The Penny


When I was about seven years old, I really looked at a penny. I pulled out my magnifying glass and studied the little coin as though it were a map of North America. I discovered that Lincoln wore a bow tie, just like my Dad, and that he had a smile like my Mom.
Many things interested me. The word Liberty followed behind the president and the building on the reverse side; maybe that was somewhere in Greece! But the thing that really intrigued me was how such a little thing could be made so well, whiskers and all.
I decided that there must either be very little people, with very little tools who made the coins, (and a lot of them because there were a lot of pennies in the jar on the kitchen counter), or regular-sized people with tiny tools and powerful magnifying glasses. Neither theory satisfied me, but I hoped that somehow, someday, I could make enchanting little sculptures when I grew up.

The American Museum of Natural History


Although intimately connected to the natural world of my home in northern New Jersey, I had the good fortune of living near New York City, where we would visit the American Museum of Natural History. There I would reverently approach the dioramas; the shy gorilla of the Congo mountains, the blubbery walrus of the white Arctic.

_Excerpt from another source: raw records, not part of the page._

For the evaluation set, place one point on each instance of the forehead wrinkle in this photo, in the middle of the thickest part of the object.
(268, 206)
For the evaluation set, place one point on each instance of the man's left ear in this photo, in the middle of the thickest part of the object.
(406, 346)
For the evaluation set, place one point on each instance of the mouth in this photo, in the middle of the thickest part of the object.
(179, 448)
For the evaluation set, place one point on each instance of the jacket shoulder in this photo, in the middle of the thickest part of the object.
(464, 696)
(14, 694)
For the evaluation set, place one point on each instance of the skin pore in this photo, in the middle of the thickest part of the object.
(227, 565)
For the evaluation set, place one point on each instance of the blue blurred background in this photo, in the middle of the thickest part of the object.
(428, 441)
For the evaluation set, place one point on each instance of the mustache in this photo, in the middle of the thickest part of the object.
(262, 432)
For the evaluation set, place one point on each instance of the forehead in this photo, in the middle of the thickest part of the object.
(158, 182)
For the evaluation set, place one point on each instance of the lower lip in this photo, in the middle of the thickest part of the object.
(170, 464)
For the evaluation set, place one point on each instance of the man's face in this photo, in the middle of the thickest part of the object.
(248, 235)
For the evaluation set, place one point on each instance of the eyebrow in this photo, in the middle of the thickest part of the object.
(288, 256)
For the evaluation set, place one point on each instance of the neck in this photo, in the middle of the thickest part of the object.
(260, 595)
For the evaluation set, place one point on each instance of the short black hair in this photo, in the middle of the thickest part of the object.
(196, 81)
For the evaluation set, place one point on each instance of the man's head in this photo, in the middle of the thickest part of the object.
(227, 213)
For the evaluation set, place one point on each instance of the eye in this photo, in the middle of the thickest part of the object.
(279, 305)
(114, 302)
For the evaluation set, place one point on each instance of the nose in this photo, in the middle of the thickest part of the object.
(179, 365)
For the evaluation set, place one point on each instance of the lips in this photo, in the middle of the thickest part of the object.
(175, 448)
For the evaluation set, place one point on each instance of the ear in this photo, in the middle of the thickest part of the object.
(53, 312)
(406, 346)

In the great halls, giant plastic earthworms, ancient wooden totem poles, meteorites, and a whale hanging from the ceiling linked me to the world at large, as well as to my own imagination. An oversized museum postcard, The La Brea Tar Pits, (detail on right, reproduced with permission), has been in my possesion since childhood.
Outside the museum front doors is a long parapet wall populated with low relief gazelles and other four legged animals. I would walk along that wall with my hand out, strumming the legs of my unusual picket fence. In great part, I am a sculptor because of that wall, those dioramas, because of the American Museum of Natural History.